Admitting that managing capital flows is a challenge for the economy, Reserve Bank India governor YV Reddy on Thursday said India will go for full capital account convertibility once pre-conditions for a liberalised currency regime are fulfilled.
?I am only looking at the timetable by which the pre-conditions are fulfilled. Once the pre-conditions are fulfilled, full capital account convertibility and liberalisation will follow,? Reddy said at the Peterson Institute of International Economics in Washington.
He said with opening of trade, it was becoming difficult to manage capital. ?Purely from a management point of view, it is far easier to manage a liberalised capital account than a capital account controlled. We have to recognise that trade is getting more and more open and if we have more and more open trade, more and more current account, it is very difficult to manage the capital. We have to recognise that,? Reddy said.
India is receiving ?copius? flow of funds in the stock market forcing the market regulator and the central bank to tighten controls. Reddy said before moving to the full capital account convertibility, certain risks have to be tackled.
Foreign investors have been pumping in huge money into the country, driven by expectations of high profits from an economy growing at over 9% per annum and booming equities market. To this date, FIIs have bought about $16.4 billion in Indian stocks. On the back of these massive inflows this year, much higher than a record $10.7 billion in the whole of 2005, the Sensex gained 36% in just 38 sessions beginning 22 August. The benckmark index gained 40% in all of 2005 and 46% in 2006.
The influx of capital inflows has been a cause for concern for the government and RBI. The government has put in various restrictions in the past one year to moderate the amount of capital inflows.

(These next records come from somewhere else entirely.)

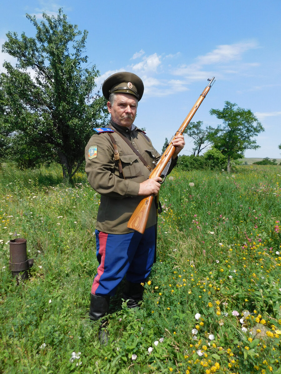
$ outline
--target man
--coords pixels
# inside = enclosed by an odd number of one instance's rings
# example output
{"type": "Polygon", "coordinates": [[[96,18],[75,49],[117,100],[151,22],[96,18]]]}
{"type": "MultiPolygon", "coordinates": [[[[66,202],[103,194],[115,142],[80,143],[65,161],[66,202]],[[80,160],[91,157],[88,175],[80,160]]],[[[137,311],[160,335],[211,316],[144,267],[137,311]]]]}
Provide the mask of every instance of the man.
{"type": "MultiPolygon", "coordinates": [[[[85,149],[88,180],[100,194],[96,226],[97,257],[99,265],[92,286],[89,315],[95,320],[107,312],[109,298],[126,275],[124,297],[129,307],[142,300],[143,286],[153,263],[156,209],[151,209],[143,234],[128,229],[127,223],[145,196],[156,196],[161,181],[148,179],[160,155],[145,133],[133,124],[143,92],[141,79],[132,73],[111,76],[102,87],[111,114],[108,128],[96,133],[85,149]]],[[[184,147],[183,136],[173,141],[172,163],[184,147]]]]}

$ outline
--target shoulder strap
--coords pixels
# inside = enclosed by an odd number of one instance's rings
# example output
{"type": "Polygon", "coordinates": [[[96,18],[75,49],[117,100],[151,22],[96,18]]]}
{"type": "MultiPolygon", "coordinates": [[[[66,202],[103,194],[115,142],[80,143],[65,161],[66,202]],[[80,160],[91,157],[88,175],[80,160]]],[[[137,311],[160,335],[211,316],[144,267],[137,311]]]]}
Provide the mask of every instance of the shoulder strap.
{"type": "Polygon", "coordinates": [[[124,174],[123,172],[122,164],[121,163],[121,161],[120,160],[119,153],[118,152],[118,148],[117,148],[115,139],[110,132],[108,132],[108,134],[109,135],[109,137],[111,140],[111,141],[112,142],[113,146],[114,148],[114,158],[115,159],[115,160],[117,161],[118,163],[118,168],[119,170],[119,172],[120,174],[122,173],[123,178],[124,179],[125,179],[126,178],[124,177],[124,174]]]}
{"type": "Polygon", "coordinates": [[[146,166],[146,168],[147,168],[148,169],[149,171],[151,171],[151,170],[152,170],[152,168],[151,168],[151,167],[150,166],[150,165],[149,165],[148,164],[147,162],[146,162],[145,161],[145,159],[141,155],[140,153],[139,152],[139,151],[137,150],[136,149],[135,147],[133,147],[133,146],[132,145],[132,143],[127,138],[126,138],[126,137],[124,137],[124,135],[122,135],[122,134],[120,134],[120,133],[119,132],[119,131],[117,131],[116,129],[115,130],[115,132],[116,132],[117,134],[118,134],[119,136],[121,137],[121,138],[122,138],[123,139],[123,140],[126,142],[129,146],[129,147],[130,147],[130,148],[131,148],[132,150],[136,154],[136,155],[138,156],[138,157],[139,157],[139,158],[140,159],[140,160],[143,163],[144,166],[146,166]]]}

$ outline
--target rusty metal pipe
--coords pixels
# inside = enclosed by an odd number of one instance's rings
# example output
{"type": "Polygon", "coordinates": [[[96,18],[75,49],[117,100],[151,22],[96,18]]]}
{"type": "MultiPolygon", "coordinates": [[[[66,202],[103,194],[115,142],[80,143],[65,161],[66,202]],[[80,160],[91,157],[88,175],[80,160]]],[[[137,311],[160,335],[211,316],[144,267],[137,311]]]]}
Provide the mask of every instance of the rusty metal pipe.
{"type": "Polygon", "coordinates": [[[26,239],[17,238],[10,240],[10,261],[9,269],[13,277],[20,276],[23,280],[29,276],[28,270],[33,264],[33,258],[27,258],[26,239]]]}

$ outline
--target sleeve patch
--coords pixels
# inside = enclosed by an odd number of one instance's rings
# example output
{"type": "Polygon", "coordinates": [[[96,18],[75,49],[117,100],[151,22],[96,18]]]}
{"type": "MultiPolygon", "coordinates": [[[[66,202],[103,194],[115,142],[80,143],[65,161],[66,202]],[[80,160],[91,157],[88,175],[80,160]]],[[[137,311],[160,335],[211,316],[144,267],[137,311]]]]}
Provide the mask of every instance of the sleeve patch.
{"type": "Polygon", "coordinates": [[[108,127],[97,127],[94,128],[93,129],[98,134],[100,134],[102,132],[114,132],[114,130],[112,130],[112,129],[110,129],[108,127]]]}
{"type": "Polygon", "coordinates": [[[89,148],[88,159],[91,160],[97,157],[97,145],[91,145],[89,148]]]}

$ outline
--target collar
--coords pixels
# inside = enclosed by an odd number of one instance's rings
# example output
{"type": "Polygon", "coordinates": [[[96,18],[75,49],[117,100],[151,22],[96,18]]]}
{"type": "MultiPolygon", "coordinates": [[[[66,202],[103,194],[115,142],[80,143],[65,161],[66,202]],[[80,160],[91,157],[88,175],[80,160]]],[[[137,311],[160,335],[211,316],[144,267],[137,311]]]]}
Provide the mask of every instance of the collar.
{"type": "Polygon", "coordinates": [[[129,128],[126,127],[126,126],[120,126],[120,125],[117,125],[115,122],[113,122],[111,119],[110,120],[110,123],[114,129],[115,129],[118,131],[119,131],[119,132],[121,132],[122,134],[129,134],[131,131],[137,129],[136,126],[134,123],[132,124],[130,130],[129,128]]]}

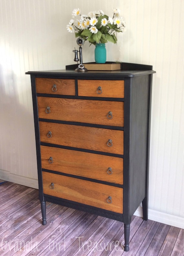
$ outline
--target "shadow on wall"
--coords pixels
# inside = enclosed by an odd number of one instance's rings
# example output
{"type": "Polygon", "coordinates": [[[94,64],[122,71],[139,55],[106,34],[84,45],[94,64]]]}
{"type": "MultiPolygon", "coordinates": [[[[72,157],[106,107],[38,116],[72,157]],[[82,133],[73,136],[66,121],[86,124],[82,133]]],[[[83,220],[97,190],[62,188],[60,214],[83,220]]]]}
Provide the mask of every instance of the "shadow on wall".
{"type": "Polygon", "coordinates": [[[37,179],[30,79],[0,64],[0,170],[37,179]]]}

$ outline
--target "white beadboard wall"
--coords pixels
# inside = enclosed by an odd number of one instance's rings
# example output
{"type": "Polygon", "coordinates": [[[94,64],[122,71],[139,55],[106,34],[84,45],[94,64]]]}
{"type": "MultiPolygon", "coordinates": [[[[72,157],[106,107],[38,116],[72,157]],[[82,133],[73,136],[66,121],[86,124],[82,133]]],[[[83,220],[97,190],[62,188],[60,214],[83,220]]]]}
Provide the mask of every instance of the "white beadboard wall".
{"type": "MultiPolygon", "coordinates": [[[[107,60],[152,65],[149,219],[183,228],[183,0],[0,0],[0,179],[38,188],[30,78],[62,69],[77,47],[72,12],[118,7],[127,30],[107,60]]],[[[86,43],[83,62],[94,61],[86,43]]],[[[141,215],[140,207],[135,214],[141,215]]]]}

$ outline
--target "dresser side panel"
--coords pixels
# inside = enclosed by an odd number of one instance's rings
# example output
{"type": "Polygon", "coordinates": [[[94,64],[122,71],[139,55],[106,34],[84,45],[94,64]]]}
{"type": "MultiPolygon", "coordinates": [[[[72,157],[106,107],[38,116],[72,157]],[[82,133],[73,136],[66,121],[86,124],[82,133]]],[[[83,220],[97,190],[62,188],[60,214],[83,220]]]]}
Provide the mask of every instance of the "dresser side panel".
{"type": "Polygon", "coordinates": [[[134,78],[130,90],[130,213],[146,195],[150,84],[149,75],[134,78]]]}

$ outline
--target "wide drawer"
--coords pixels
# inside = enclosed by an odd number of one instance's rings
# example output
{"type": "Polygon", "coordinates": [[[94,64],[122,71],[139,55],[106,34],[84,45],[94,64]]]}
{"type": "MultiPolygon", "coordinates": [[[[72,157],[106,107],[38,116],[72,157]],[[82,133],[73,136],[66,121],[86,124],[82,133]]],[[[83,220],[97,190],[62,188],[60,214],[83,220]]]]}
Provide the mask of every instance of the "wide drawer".
{"type": "Polygon", "coordinates": [[[124,81],[78,80],[79,96],[124,98],[124,81]]]}
{"type": "Polygon", "coordinates": [[[121,188],[45,172],[42,175],[44,194],[123,213],[121,188]]]}
{"type": "Polygon", "coordinates": [[[123,127],[124,103],[37,97],[41,118],[123,127]],[[111,112],[111,113],[109,113],[111,112]]]}
{"type": "Polygon", "coordinates": [[[123,185],[123,159],[41,146],[42,168],[123,185]]]}
{"type": "Polygon", "coordinates": [[[123,154],[123,131],[44,122],[39,127],[42,142],[123,154]]]}
{"type": "Polygon", "coordinates": [[[75,95],[74,79],[36,78],[36,92],[62,95],[75,95]]]}

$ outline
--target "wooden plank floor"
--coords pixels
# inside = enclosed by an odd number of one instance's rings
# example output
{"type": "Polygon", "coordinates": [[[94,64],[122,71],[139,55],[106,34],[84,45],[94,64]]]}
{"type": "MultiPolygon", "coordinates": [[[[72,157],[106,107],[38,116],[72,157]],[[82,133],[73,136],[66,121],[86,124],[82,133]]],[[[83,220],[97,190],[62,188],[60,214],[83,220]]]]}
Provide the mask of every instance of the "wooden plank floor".
{"type": "Polygon", "coordinates": [[[38,191],[0,183],[0,255],[182,256],[183,230],[133,216],[130,250],[123,223],[46,203],[43,226],[38,191]]]}

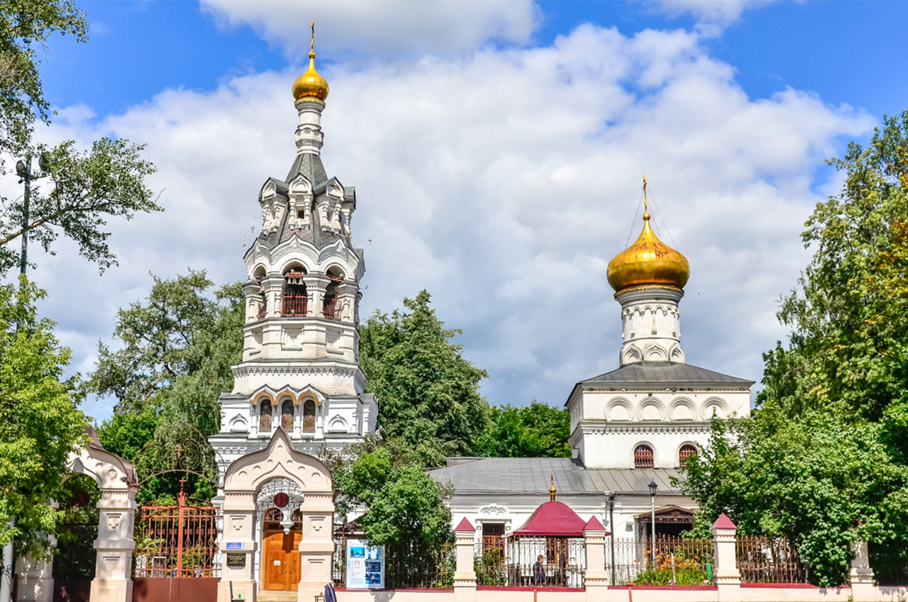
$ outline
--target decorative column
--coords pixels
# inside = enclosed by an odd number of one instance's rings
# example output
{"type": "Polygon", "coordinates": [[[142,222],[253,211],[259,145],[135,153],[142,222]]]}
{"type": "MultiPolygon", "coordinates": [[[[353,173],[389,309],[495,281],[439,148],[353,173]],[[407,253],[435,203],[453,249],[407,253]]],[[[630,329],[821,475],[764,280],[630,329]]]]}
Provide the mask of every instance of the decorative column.
{"type": "Polygon", "coordinates": [[[254,526],[255,495],[250,491],[225,491],[217,602],[231,602],[231,595],[233,599],[255,602],[254,526]]]}
{"type": "Polygon", "coordinates": [[[476,570],[473,539],[476,528],[466,518],[454,529],[457,537],[457,567],[454,570],[454,602],[476,601],[476,570]]]}
{"type": "Polygon", "coordinates": [[[852,598],[855,602],[875,600],[873,591],[873,569],[870,567],[870,556],[866,541],[853,541],[852,567],[848,571],[848,583],[852,587],[852,598]]]}
{"type": "Polygon", "coordinates": [[[242,285],[242,296],[246,300],[246,323],[258,321],[259,311],[262,310],[262,296],[259,291],[262,286],[255,281],[242,285]]]}
{"type": "MultiPolygon", "coordinates": [[[[113,469],[112,469],[113,472],[113,469]]],[[[135,510],[134,483],[115,489],[101,489],[98,500],[98,538],[94,540],[97,560],[92,579],[92,602],[132,602],[133,526],[135,510]]]]}
{"type": "Polygon", "coordinates": [[[595,516],[583,528],[583,546],[587,553],[587,568],[583,584],[587,600],[599,602],[606,598],[608,574],[606,572],[606,528],[595,516]]]}
{"type": "Polygon", "coordinates": [[[736,534],[737,526],[724,512],[713,523],[713,581],[720,602],[741,599],[741,572],[735,555],[736,534]]]}

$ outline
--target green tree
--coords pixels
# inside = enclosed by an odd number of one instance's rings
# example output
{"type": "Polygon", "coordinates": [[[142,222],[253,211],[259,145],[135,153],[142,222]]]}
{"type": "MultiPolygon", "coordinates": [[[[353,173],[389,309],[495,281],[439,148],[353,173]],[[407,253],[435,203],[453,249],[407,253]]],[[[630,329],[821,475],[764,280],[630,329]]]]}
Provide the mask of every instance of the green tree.
{"type": "Polygon", "coordinates": [[[844,579],[848,542],[908,548],[908,111],[830,162],[842,192],[816,205],[814,249],[781,301],[787,341],[764,354],[748,419],[714,421],[683,488],[698,528],[722,511],[785,534],[821,585],[844,579]]]}
{"type": "Polygon", "coordinates": [[[489,425],[476,444],[479,456],[570,458],[570,413],[533,400],[524,408],[491,408],[489,425]]]}
{"type": "Polygon", "coordinates": [[[0,152],[40,157],[32,163],[44,172],[33,173],[42,179],[33,181],[29,199],[0,195],[2,271],[20,262],[8,243],[27,236],[50,251],[61,233],[104,271],[116,262],[106,220],[161,211],[144,183],[154,172],[142,157],[144,146],[102,138],[84,152],[73,141],[50,147],[32,142],[35,120],[50,123],[39,74],[42,47],[57,34],[84,42],[86,30],[84,13],[69,0],[0,0],[0,152]]]}
{"type": "Polygon", "coordinates": [[[49,118],[38,74],[54,34],[87,39],[85,15],[69,0],[0,0],[0,151],[22,152],[35,117],[49,118]]]}
{"type": "Polygon", "coordinates": [[[400,439],[353,446],[355,459],[335,466],[339,511],[366,508],[358,519],[370,543],[440,543],[453,536],[449,492],[433,481],[400,439]]]}
{"type": "Polygon", "coordinates": [[[21,548],[53,533],[66,459],[87,444],[77,377],[64,378],[70,350],[37,316],[44,293],[25,277],[0,286],[0,545],[21,548]],[[9,528],[11,517],[15,527],[9,528]]]}
{"type": "Polygon", "coordinates": [[[115,264],[116,255],[107,245],[106,220],[162,211],[144,183],[154,166],[143,159],[143,150],[144,145],[127,140],[102,138],[87,152],[71,140],[35,151],[51,183],[33,183],[27,203],[25,196],[0,197],[6,210],[0,216],[0,269],[19,264],[19,252],[10,242],[27,235],[53,253],[51,244],[60,233],[78,244],[79,252],[102,271],[115,264]]]}
{"type": "Polygon", "coordinates": [[[400,437],[427,465],[467,455],[488,421],[479,381],[489,375],[466,360],[420,291],[405,311],[376,311],[360,327],[360,363],[379,398],[379,426],[400,437]]]}
{"type": "MultiPolygon", "coordinates": [[[[221,428],[218,397],[233,387],[231,365],[242,357],[245,310],[241,284],[212,292],[203,271],[153,278],[147,299],[117,312],[119,348],[99,343],[97,367],[85,388],[117,401],[114,416],[98,429],[104,447],[135,461],[143,479],[154,467],[173,471],[141,492],[161,498],[179,490],[180,468],[214,474],[203,439],[221,428]]],[[[209,495],[204,481],[191,479],[190,492],[209,495]]]]}

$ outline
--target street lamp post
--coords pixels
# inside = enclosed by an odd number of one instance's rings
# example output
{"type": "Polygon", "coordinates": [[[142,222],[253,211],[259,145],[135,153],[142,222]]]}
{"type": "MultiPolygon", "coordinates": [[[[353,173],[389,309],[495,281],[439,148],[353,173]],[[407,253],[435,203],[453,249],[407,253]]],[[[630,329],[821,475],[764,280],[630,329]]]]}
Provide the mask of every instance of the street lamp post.
{"type": "Polygon", "coordinates": [[[659,486],[656,484],[655,480],[649,481],[649,485],[646,486],[649,489],[649,520],[650,520],[650,533],[652,534],[652,538],[649,541],[649,560],[653,563],[653,567],[656,566],[656,490],[659,489],[659,486]]]}

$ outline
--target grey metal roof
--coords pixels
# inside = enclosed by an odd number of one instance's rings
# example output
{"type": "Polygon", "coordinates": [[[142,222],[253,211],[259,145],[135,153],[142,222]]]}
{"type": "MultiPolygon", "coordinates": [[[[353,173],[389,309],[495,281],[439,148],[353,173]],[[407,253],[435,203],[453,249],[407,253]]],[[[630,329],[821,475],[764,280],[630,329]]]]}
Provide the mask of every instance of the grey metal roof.
{"type": "Polygon", "coordinates": [[[458,494],[510,492],[548,493],[555,475],[558,493],[646,493],[649,481],[663,492],[677,491],[674,469],[585,469],[567,458],[451,459],[449,466],[429,470],[441,485],[451,484],[458,494]]]}
{"type": "Polygon", "coordinates": [[[676,361],[636,361],[581,382],[684,382],[750,386],[753,380],[676,361]]]}

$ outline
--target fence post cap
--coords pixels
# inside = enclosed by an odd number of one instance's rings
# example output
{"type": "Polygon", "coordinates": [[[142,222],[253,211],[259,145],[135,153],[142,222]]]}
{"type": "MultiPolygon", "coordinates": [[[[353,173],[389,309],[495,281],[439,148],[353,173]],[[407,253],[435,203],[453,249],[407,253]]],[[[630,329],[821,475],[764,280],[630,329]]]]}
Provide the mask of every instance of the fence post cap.
{"type": "Polygon", "coordinates": [[[587,531],[605,531],[606,528],[595,516],[587,521],[587,524],[583,526],[583,532],[587,531]]]}
{"type": "Polygon", "coordinates": [[[728,516],[725,515],[725,512],[723,512],[722,515],[718,518],[716,519],[716,522],[713,523],[713,528],[714,529],[718,529],[718,528],[733,528],[733,529],[737,529],[737,525],[735,525],[735,523],[733,523],[732,519],[729,518],[728,516]]]}
{"type": "Polygon", "coordinates": [[[457,524],[457,527],[454,528],[454,531],[456,533],[475,533],[476,528],[469,524],[469,521],[467,520],[467,517],[464,517],[461,518],[460,522],[457,524]]]}

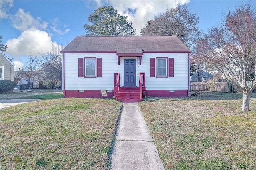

Only on Tuesday, markets regulator Sebi barred FIIs from any fresh issuance of participatory notes in the derivatives segment. It also directed FIIs to wind up their existing PNs position in the derivative segment within 18 months.
?If there are some policies which are so risky,those have to be addressed first,? Reddy said. India allows unrestricted movement of currency on current account for trade and business transactions. It has recently liberalised the capital movement abroad but retains controls on full capital account convertibility.